Béranger, 1833. Chansons nouvelles et dernières

Il est dans l’histoire de l’humanité un premier âge où les poëtes ont exercé une fonction publique, sacrée, un sacerdoce populaire. La poésie alors, orale, vivante, forme naturelle et souveraine, support et enveloppe de tout, de la science, de l’histoire, de la morale, du culte, tenait au fond même de l’existence d’une race, et enserrait, comme en un tissu merveilleux, mœurs, exploits, souvenirs, les dieux et les héros d’une nation. C’était le règne du chant ; le chant qui vole à l’oreille saisie, en s’échappant de la bouche des hommes divins qu’avait doués la Muse, courait sur les masses assemblées, et tendait en mille sens une chaîne ailée, invisible, qui suspendait les âmes. Chaque génération savait et redisait par le chant la tradition du passé, l’augmentant, la variant sans cesse, ignorant l’auteur ou les auteurs de ces poëmes, et les attribuant à des personnages fabuleux. En Grèce, en Arabie, dans l’Inde, ainsi se perpétuèrent et grossirent, durant des siècles, des trésors de récits et de chants qui sont le plus complet réservoir comme la plus pure essence de la vie de ces peuples aux époques primitives. Avec l’écriture, avec l’observation et l’analyse naissantes, commença un autre âge pour la société. La religion, désertant peu à peu son immense et vague domaine, se replia dans les cérémonies du culte ; la science fit effort, se détacha et subsista d’une vie propre ; la philosophie fonda ses écoles ; l’histoire établit des registres plus ou moins scrupuleux. Par suite de ce démembrement et de ce développement sur tous les points, le poëte cessa d’être un organe indispensable et permanent, un précepteur social, un guide ; son individualité dut se creuser une place à part et se restreindre à un emploi plus spécial du talent ; il aborda, la plupart du temps, des genres curieux et délicats, qui réussirent auprès des lettrés, des oisifs ou des princes. Au théâtre pourtant, il y eut encore pour lui une chance ouverte de popularité et d’action vaste, immédiate, dont plus d’un génie s’empara ; mais cette ressource même du théâtre paraîtra bien bornée pour le poëte, si on la compare à l’influence première.

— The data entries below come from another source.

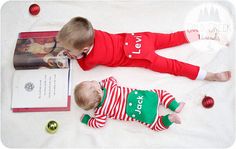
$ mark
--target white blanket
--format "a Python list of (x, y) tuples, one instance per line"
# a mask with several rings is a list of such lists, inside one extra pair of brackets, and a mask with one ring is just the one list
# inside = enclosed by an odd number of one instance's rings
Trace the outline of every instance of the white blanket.
[[(186, 16), (203, 2), (187, 1), (72, 1), (37, 2), (38, 16), (31, 16), (28, 7), (33, 2), (8, 2), (2, 7), (2, 97), (1, 135), (8, 147), (229, 147), (235, 139), (235, 41), (228, 48), (201, 51), (183, 45), (158, 51), (158, 54), (200, 65), (207, 71), (232, 71), (233, 78), (226, 83), (192, 81), (183, 77), (160, 74), (143, 68), (109, 68), (98, 66), (83, 71), (73, 61), (72, 92), (84, 80), (117, 78), (122, 86), (139, 89), (165, 89), (178, 101), (186, 102), (179, 114), (182, 124), (173, 124), (168, 130), (154, 132), (137, 122), (109, 119), (106, 126), (93, 129), (80, 122), (87, 112), (75, 104), (72, 95), (69, 112), (13, 113), (11, 89), (13, 52), (17, 35), (22, 31), (59, 30), (72, 17), (88, 18), (94, 28), (111, 33), (121, 32), (174, 32), (183, 30)], [(221, 2), (231, 14), (230, 3)], [(215, 105), (205, 109), (201, 105), (204, 95), (214, 98)], [(161, 108), (162, 113), (171, 113)], [(48, 134), (49, 120), (59, 123), (58, 132)]]

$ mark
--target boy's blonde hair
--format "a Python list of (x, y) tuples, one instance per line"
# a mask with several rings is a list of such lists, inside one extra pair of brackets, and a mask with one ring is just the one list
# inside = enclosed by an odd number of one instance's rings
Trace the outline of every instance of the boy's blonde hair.
[(75, 102), (84, 110), (95, 108), (101, 101), (101, 96), (95, 88), (88, 88), (86, 81), (81, 82), (74, 90)]
[(58, 32), (57, 40), (65, 46), (65, 48), (82, 48), (93, 45), (94, 30), (92, 24), (83, 17), (72, 18)]

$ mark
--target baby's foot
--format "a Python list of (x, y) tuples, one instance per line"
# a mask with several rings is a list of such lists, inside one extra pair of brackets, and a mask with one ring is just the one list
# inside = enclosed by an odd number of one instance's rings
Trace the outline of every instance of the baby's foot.
[(176, 123), (176, 124), (181, 124), (181, 120), (180, 120), (180, 117), (177, 115), (177, 114), (170, 114), (168, 116), (169, 120), (173, 123)]
[(175, 112), (180, 113), (182, 109), (184, 108), (184, 105), (185, 105), (184, 102), (180, 102), (178, 108), (175, 109)]
[(208, 81), (218, 81), (218, 82), (226, 82), (231, 78), (230, 71), (224, 71), (219, 73), (207, 73), (205, 80)]
[(227, 36), (224, 33), (221, 33), (217, 28), (209, 29), (206, 33), (201, 33), (200, 39), (215, 40), (222, 45), (229, 46)]

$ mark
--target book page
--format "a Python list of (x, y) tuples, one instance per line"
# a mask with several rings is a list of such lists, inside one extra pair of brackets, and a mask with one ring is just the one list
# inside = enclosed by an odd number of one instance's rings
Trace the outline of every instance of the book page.
[(17, 70), (68, 68), (65, 51), (55, 37), (19, 38), (14, 52), (14, 67)]
[(69, 69), (17, 70), (12, 108), (66, 107)]

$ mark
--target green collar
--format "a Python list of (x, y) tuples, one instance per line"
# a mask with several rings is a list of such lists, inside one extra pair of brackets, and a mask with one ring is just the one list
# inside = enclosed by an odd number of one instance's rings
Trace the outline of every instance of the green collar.
[(103, 88), (103, 97), (102, 97), (101, 102), (98, 104), (97, 108), (99, 108), (99, 107), (101, 107), (101, 106), (103, 105), (103, 103), (104, 103), (106, 97), (107, 97), (107, 89), (106, 89), (106, 88)]

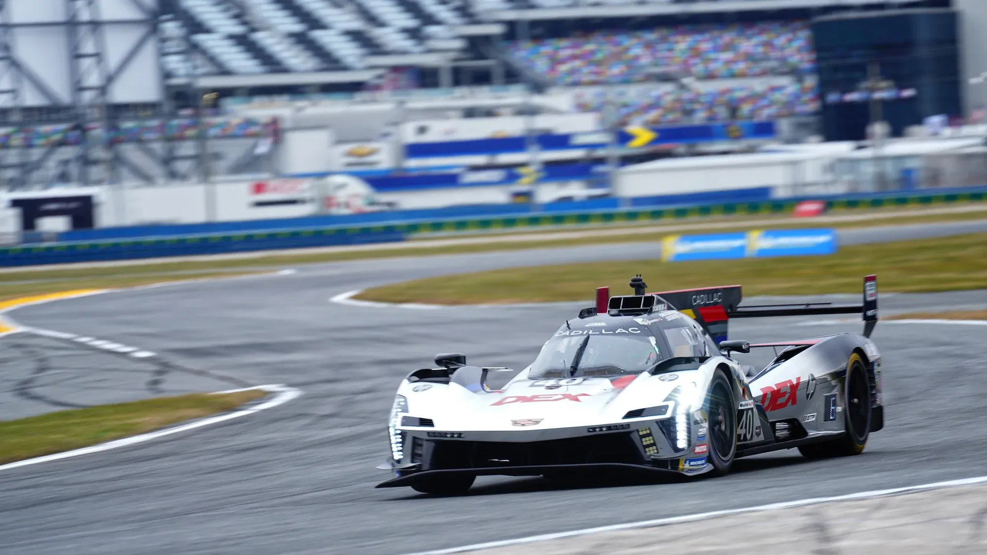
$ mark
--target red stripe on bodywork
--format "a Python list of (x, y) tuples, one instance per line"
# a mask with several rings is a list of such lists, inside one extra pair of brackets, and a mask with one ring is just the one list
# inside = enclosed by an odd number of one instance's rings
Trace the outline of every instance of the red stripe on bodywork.
[(815, 345), (821, 340), (818, 339), (802, 339), (798, 341), (780, 341), (778, 343), (755, 343), (751, 344), (751, 347), (788, 347), (797, 345)]
[(634, 381), (634, 378), (638, 376), (620, 376), (619, 378), (613, 380), (610, 383), (613, 384), (614, 389), (624, 389), (625, 387), (628, 386), (629, 383)]
[(723, 305), (721, 304), (697, 306), (696, 310), (699, 311), (699, 315), (703, 317), (703, 321), (707, 324), (726, 320), (726, 310), (723, 309)]
[(610, 287), (596, 287), (596, 313), (606, 314), (610, 302)]

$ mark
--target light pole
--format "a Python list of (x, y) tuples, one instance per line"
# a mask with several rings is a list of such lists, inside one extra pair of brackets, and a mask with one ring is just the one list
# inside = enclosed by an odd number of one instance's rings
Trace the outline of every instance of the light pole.
[(885, 189), (886, 179), (884, 177), (883, 159), (881, 151), (884, 146), (884, 101), (878, 98), (877, 93), (894, 88), (894, 81), (884, 79), (880, 75), (880, 66), (877, 62), (871, 62), (868, 65), (868, 78), (858, 87), (859, 90), (869, 93), (871, 101), (871, 146), (873, 151), (873, 167), (876, 175), (876, 186), (878, 191)]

Il est vrai que chez nous, nations modernes, nations d’Occident, les choses se passèrent, à l’origine, d’une façon moins simple et moins grandiose que dans l’antiquité ou dans l’Orient. L’empire du chant, de la poésie naïve et primitive, n’eut jamais l’étendue et l’importance que jadis il obtint là-bas ; la vieille société antérieure y mettait obstacle ; la théologie, la grammaire, l’histoire, toute grossière qu’elle était, intervinrent au berceau, et entravèrent mainte fois les couplets de poésie par où s’essayaient les modernes instincts populaires. Dans notre France surtout, de ce côté-ci de la Loire, au sein des provinces centrales et passablement prosaïques de Picardie, Berry et Champagne, il n’y eut guère, à aucune époque, de poésie populaire proprement dite, de poésie vivante et chantée ; seulement la malice des fabliaux circula ; la moquerie, la jovialité de certains mystères, répondirent au bon sens railleur et matois des populations. Une disposition invincible à narguer et à chansonner les gens de loi, les gens d’église, les puissants, le beau sexe et les maris, devint un des traits persistants du caractère national. Rabelais, Molière, La Fontaine, Beaumarchais, puisèrent abondamment dans cette humeur indigène. Au-dessous d’eux, elle eut assez de quoi s’entretenir et s’égayer sur l’orgue de Barbarie, la vielle et l’épinette, aux parades de la foire Saint-Laurent, loin, bien loin du concert adouci et pompeux de la littérature plus noble, qui charmait l’écho des terrasses royales ou les salons des Mécènes.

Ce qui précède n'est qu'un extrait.